花千骨觉得头有点晕,在廊凳上坐下来,印象里听张云珠说过,最后慕容他们的好事促成有德馨先生相助,不由问道:“张公子,是——是你帮慕容公子和李小姐的么?”

张瑞秋点了点头:“我原以为他们会远走高飞或者就此隐居,没想到最后慕容泽如此胆大,竟然还大办婚事,说起来我倒是都有点佩服他了。”

“那就是说,你认为他们没有做错?”

“不是没有错,而是事已至此,与其让他们都痛苦甚至没有活下去的勇气,不如寻找更好的解决办法——那就是成全他们。”

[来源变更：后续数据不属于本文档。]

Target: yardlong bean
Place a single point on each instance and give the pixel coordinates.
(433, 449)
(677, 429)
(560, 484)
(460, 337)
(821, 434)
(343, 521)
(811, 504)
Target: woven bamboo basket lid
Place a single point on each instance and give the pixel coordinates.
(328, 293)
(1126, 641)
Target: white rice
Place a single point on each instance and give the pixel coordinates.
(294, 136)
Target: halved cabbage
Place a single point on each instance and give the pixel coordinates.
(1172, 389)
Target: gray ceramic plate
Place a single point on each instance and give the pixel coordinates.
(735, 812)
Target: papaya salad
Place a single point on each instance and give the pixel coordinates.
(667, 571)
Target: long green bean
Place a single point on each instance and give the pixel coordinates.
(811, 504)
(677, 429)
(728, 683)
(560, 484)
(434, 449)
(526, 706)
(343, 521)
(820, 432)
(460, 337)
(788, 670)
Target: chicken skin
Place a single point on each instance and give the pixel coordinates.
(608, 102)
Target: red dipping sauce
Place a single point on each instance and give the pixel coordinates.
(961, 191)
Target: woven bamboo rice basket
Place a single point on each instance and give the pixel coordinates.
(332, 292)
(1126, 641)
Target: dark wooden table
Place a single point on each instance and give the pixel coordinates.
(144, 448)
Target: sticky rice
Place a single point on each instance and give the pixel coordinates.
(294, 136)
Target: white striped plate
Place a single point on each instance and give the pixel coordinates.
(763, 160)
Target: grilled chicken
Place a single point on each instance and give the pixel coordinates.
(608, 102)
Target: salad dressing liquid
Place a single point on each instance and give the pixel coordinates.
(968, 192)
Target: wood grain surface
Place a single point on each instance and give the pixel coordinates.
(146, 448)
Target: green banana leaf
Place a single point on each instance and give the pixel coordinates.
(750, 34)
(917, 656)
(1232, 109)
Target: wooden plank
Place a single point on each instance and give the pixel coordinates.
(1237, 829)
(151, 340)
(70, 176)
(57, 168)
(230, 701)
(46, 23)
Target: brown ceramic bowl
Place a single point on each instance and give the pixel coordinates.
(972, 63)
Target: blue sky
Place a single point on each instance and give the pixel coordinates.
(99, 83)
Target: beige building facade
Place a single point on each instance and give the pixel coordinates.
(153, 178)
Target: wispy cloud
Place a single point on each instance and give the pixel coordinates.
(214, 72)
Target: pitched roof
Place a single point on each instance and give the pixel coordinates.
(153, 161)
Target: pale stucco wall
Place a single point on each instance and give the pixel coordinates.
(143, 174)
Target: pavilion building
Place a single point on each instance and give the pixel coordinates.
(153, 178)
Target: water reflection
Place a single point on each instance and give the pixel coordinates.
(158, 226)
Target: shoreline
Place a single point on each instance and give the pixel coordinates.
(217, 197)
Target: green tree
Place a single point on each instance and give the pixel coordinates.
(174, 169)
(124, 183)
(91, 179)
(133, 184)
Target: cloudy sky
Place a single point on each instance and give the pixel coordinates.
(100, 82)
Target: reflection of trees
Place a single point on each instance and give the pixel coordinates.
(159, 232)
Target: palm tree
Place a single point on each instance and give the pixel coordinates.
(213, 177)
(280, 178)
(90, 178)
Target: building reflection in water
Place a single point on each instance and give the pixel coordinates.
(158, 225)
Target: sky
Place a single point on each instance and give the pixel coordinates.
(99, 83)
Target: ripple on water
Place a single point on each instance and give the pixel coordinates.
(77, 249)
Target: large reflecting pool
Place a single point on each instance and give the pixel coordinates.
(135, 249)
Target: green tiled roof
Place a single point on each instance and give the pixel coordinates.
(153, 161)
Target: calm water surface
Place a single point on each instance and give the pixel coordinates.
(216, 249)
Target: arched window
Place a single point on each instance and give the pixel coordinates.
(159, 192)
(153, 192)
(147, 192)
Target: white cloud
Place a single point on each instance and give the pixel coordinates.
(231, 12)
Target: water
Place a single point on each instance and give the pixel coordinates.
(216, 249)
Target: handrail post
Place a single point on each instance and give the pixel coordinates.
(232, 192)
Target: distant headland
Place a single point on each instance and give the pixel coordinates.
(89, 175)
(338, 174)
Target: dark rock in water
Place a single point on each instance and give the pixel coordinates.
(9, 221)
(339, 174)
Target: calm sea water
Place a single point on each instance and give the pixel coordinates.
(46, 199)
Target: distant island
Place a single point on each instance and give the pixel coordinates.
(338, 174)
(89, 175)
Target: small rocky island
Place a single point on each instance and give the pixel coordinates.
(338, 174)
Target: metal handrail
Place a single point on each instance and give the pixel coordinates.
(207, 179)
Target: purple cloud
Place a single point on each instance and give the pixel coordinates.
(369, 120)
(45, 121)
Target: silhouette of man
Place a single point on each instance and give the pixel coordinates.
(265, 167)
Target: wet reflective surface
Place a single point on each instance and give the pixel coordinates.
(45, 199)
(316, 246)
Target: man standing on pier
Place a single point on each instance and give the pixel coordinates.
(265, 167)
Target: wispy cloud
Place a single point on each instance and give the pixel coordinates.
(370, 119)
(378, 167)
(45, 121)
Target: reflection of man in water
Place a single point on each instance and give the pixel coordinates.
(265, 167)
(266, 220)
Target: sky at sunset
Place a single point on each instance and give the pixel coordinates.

花千骨微微带着醉意:“对呀,成全——这是最好的解决办法。张公子,你给张家镇做了这么多好事,心里一定很快乐的吧?”

“快乐?我只是尽我的职责而已,何谈快乐?”

花千骨挠了挠头:“职责?”

张瑞秋抬头望着那弯弦月:“是啊,德馨先生的名号接手于我师父,我一直奉师命守护着这一方百姓,斩妖除魔也好,锄强扶弱也罢,不过是我的工而已。”

一阵风吹过,花千骨只觉得酒意上涌,呵呵笑道:“我要是有很大的能力,也想像你一样去斩妖除魔,锄强扶弱,又或者像师父以前那样去守护天下,守护苍生,那会多快乐呀!虽然我不知道怎么做。”

说着她从廊凳上站起来,更觉得头晕目眩,脚步踉跄起来,被一个人拉住:“小骨,你醉了,跟师父走。”

“师父,我没醉,只是觉得好困……”话没说完就迷迷糊糊靠在白子画身上睡了过去,白子画扶着花千骨转身欲走,张瑞秋冷冷的说道:“不管你是什么人?想要达到什么目的,都不会得逞的!”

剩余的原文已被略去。